Approximating Minimum Linear Ordering Problems
This paper addresses the Minimum Linear Ordering Problem (MLOP): Given a nonnegative set function f on a finite set V, find a linear ordering on V such that the sum of the function values for all the suffixes is minimized. This problem generalizes well-known problems such as the Minimum Linear Arrangement, Min Sum Set Cover, Minimum Latency Set Cover, and Multiple Intents Ranking. Extending a result of Feige, Lovász, and Tetali (2004) on Min Sum Set Cover, we show that the greedy algorithm provides a factor 4 approximate optimal solution when the cost function f is supermodular.
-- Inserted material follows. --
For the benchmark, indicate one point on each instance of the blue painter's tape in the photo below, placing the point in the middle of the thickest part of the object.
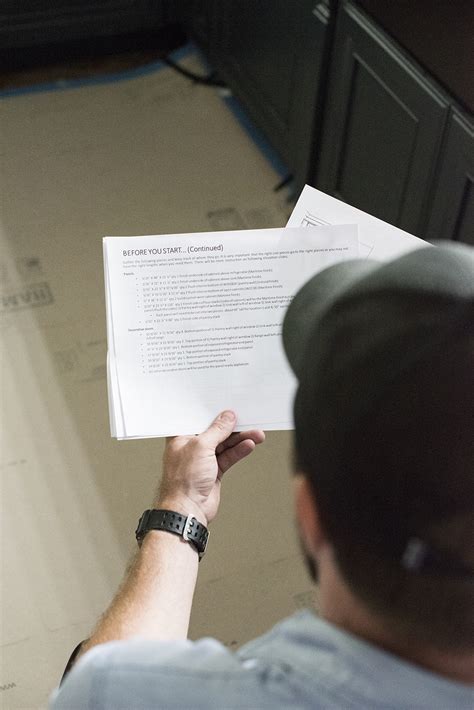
(100, 79)
(231, 102)
(256, 136)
We also present a factor 2 rounding algorithm for MLOP with a monotone submodular cost function, using the convexity of the Lovász extension. These are among very few constant factor approximation algorithms for NP-hard minimization problems formulated in terms of submodular/supermodular functions. In contrast, when f is a symmetric submodular function, the problem has an information theoretic lower bound of 2 on the approximability.
Feige, Lovász, and Tetali (2004) also devised a factor 2 LP-rounding algorithm for the Min Sum Vertex Cover. In this paper, we present an improved approximation algorithm with ratio 1.79. The algorithm performs multi-stage randomized rounding based on the same LP relaxation, which provides an answer to their open question on the integrality gap.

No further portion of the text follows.